Safety and effectiveness of apatinib in patients with previously treated metastatic gastric cancer: a sub-analysis from the real-world study of apatinib for gastric cancer treatment (AHEAD-G202)

Am J Cancer Res. 2020 Mar 1;10(3):987-996. eCollection 2020.

Abstract

Apatinib, a VEGFR2 receptor tyrosine kinase inhibitor, showed survival benefits in Asian patients with heavily pretreated advanced gastric cancer. However, the adverse event (AEs) profile of apatinib has limited its use. Dosing schedules are used to alleviate toxicities despite no supportive evidence. This study aimed to analyze the toxicity and effectiveness of apatinib alone, especially with different dosing strategies in advanced gastric cancer patients under a real-world setting. Data from the subpopulation of patients who failed ≥2 chemotherapy regimens enrolled in the AHEAD-G202 trial were analyzed. The primary endpoint was safety. The secondary endpoints were overall survival (OS) and progression-free survival (PFS). Totally 120 patients were included into three groups by the initial daily doses: 43 (35.8%) patients in the low-dose (250 mg) group, 67 (55.8%) patients in the mid-dose (425 mg to 500 mg) group, and 10 (8.3%) patients in the high-dose (675 to 850 mg) group. Grade 3/4 treatment-emergent AEs were infrequent (<5%), with the most commonly reported grade 3/4 AEs being hand-foot syndrome (4.2%), hypertension (4.2%,), fatigue (4.2%), and difficulty in swallowing (4.2%) which gradually decreased among the high-, mid-, and low-dose groups. The median OS and PFS were 6.33 months (95% CI, 4.57-7.73) and 3.83 months (95% CI: 1.40-4.20), respectively and were comparable among the three doses groups.
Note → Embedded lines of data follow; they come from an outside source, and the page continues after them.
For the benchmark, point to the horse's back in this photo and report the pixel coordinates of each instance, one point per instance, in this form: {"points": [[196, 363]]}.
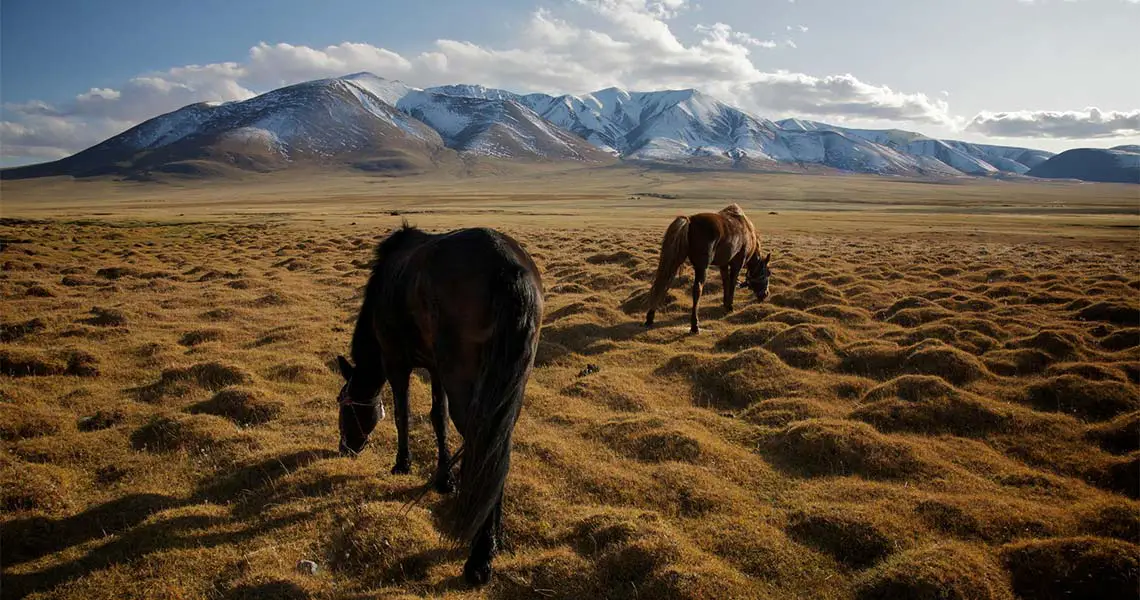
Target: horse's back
{"points": [[488, 252]]}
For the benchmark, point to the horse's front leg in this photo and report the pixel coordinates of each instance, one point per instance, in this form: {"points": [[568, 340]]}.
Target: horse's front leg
{"points": [[727, 282], [698, 288], [399, 382], [444, 484], [483, 549]]}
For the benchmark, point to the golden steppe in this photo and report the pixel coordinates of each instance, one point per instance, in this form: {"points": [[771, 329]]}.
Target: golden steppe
{"points": [[941, 398]]}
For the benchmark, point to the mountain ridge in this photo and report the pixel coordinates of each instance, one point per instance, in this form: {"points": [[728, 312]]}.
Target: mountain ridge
{"points": [[364, 119]]}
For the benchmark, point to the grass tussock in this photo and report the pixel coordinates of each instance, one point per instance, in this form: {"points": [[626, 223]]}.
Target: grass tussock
{"points": [[241, 405], [837, 447], [1073, 567], [943, 572]]}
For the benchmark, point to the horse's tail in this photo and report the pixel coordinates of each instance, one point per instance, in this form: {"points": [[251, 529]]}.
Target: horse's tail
{"points": [[674, 251], [496, 399]]}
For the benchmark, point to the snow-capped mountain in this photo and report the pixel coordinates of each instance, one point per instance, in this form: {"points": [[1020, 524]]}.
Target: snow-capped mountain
{"points": [[495, 126], [367, 121], [1120, 164], [969, 159], [682, 124]]}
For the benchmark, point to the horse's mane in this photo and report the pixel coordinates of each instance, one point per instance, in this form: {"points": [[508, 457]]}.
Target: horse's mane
{"points": [[733, 210], [393, 242], [738, 215]]}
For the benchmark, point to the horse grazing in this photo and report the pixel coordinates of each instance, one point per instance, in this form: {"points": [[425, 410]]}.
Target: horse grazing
{"points": [[726, 240], [466, 306]]}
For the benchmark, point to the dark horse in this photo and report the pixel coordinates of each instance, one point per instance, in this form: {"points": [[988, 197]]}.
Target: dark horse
{"points": [[467, 307], [726, 240]]}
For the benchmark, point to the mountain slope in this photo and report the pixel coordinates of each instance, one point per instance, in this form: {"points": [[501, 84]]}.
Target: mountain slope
{"points": [[1092, 164], [962, 156], [332, 120], [496, 126], [371, 122]]}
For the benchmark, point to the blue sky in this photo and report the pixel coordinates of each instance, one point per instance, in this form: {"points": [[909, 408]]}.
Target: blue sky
{"points": [[1044, 73]]}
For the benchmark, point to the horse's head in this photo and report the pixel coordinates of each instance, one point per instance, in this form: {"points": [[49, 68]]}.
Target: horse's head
{"points": [[757, 276], [359, 407]]}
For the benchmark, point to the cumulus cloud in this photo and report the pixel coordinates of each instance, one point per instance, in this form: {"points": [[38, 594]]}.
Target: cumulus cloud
{"points": [[628, 43], [843, 96], [1065, 124]]}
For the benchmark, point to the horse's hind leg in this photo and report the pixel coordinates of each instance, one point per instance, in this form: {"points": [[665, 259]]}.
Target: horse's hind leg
{"points": [[700, 269], [399, 383], [487, 543], [444, 484], [727, 282]]}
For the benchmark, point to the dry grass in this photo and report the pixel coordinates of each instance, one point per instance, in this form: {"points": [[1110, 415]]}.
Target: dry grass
{"points": [[944, 411]]}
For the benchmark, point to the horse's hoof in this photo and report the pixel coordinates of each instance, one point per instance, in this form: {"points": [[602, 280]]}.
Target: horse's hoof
{"points": [[444, 485], [477, 575]]}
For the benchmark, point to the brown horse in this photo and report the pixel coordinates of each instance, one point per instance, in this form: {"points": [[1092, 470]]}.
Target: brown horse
{"points": [[726, 240], [466, 306]]}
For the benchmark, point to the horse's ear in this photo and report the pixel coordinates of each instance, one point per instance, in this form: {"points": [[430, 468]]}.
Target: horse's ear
{"points": [[345, 367]]}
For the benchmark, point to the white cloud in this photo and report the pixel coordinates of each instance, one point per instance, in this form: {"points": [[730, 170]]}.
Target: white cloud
{"points": [[1065, 124], [628, 43]]}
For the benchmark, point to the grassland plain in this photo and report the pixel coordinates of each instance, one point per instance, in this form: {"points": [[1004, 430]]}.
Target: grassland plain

We found heavily pretreated advanced gastric cancer patients can tolerate and benefit from lower-doses of apatinib therapy. The lower initial daily dosing strategy represents an alternative approach for optimizing apatinib dosing in clinical practice.

Keywords: Apatinib; advanced gastric cancer; dosing strategy; effectiveness; real-world; toxicity.